Predicting Cervical Cancer Risk with Machine Learning (SDG 3)

Project Overview

Early detection of cervical cancer dramatically improves health outcomes. This project builds a supervised machine learning pipeline to predict the probability of a positive biopsy result from easily collected risk factors. The work aligns with SDG 3: Good Health & Well‑being by exploring scalable, data‑driven screening support.

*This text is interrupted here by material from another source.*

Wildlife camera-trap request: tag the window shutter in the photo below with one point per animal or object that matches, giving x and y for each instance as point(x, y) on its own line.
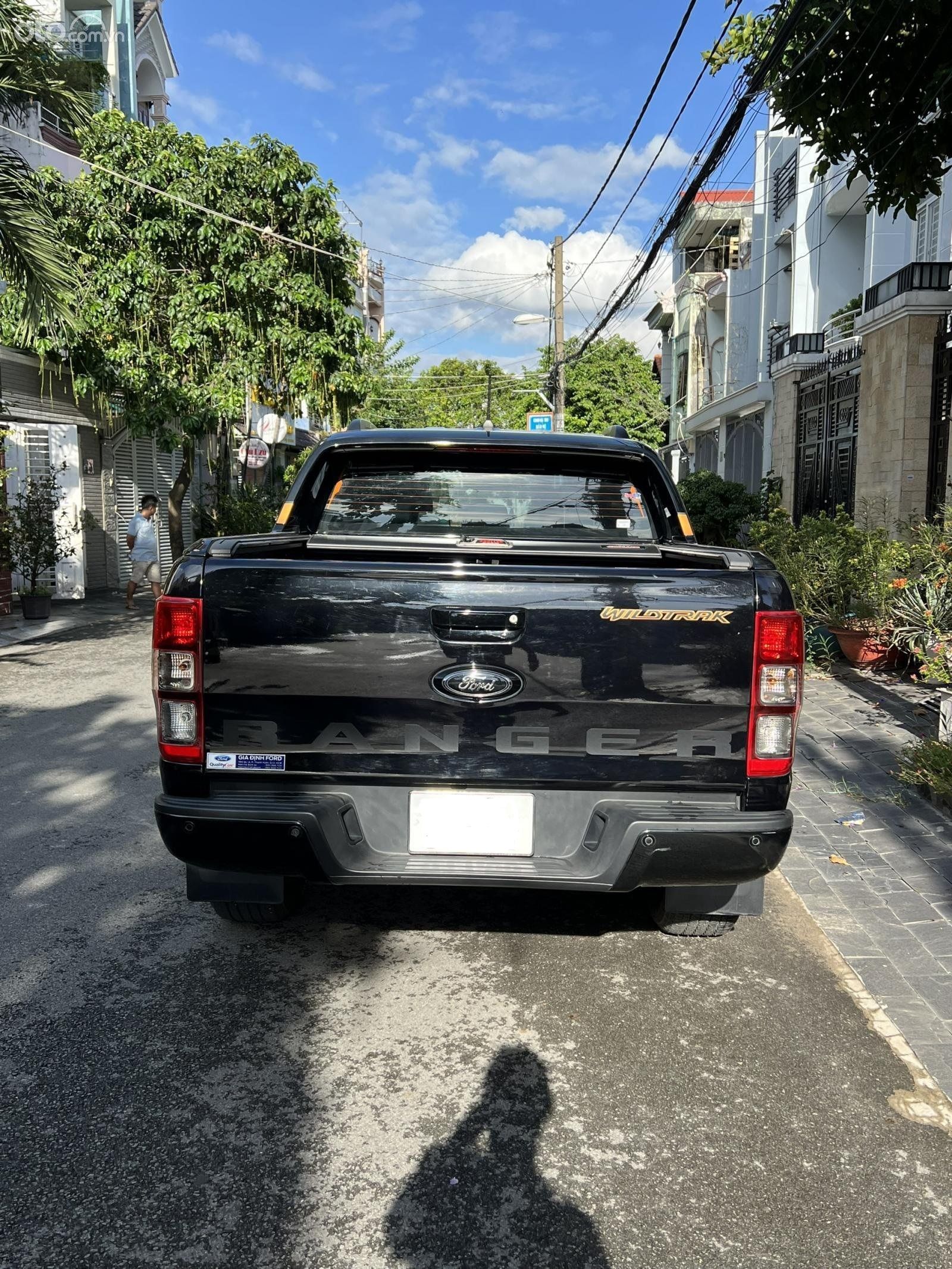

Task: Binary classification (predict biopsy: 0/1) from risk‑factor features.
Models: Logistic Regression, Random Forest, Support Vector Machine.
Key steps: Missing‑value imputation, leakage‑free feature selection, stratified split, pipelines, ROC‑AUC and confusion matrices.

Why this dataset?

I selected the cervical cancer risk factors dataset because (1) it addresses a high‑impact public health problem aligned to SDG 3, and (2) it contains a rich mix of demographic, lifestyle, and clinical history variables that are feasible to collect in low‑resource settings. Predicting a positive biopsy can help prioritize patients for screening where resources are limited.

To maintain scientific validity, I exclude direct screening outcomes such as Hinselmann, Schiller, and Citology from the features, keeping only Biopsy as the target—this prevents information leakage.

End‑to‑End Workflow

1) Data Preparation

Replace "?" placeholders with NaN; coerce columns to numeric.
Drop rows with missing target; impute features with median.
Exclude leakage columns: Hinselmann, Schiller, Citology.

2) Modeling

Stratified 80/20 train‑test split.
Pipelines: imputer + (scaler) + classifier.
Class imbalance: class_weight='balanced'.

3) Evaluation

Confusion matrix; precision/recall/F1 per class.
ROC curve + AUC using predicted probabilities.
5‑fold stratified CV AUC for robustness.

4) Interpretation

Random Forest feature importances (top predictors).
Discuss false‑negative risk and threshold tuning.

Results (Summary)

Across models, Random Forest provided a strong balance of recall and precision and highlighted influential predictors via feature importance. Logistic Regression offered interpretability with competitive performance, and SVM performed well after scaling. Final model choice can depend on the chosen operating point (e.g., maximizing recall to minimize missed positives).

Primary metricROC‑AUC

FocusRecall (positive)

CV5‑fold stratified

Ethical Reflection

Bias & Representativeness: Results may not generalize beyond the dataset’s population. Seek diverse cohorts and external validation.
Fairness: Optimize for low false‑negative rates; monitor subgroup performance.
Privacy: Use de‑identified data; follow data governance policies.
Sustainability & Impact: Triage tools can prioritize limited screening resources in low‑resource settings.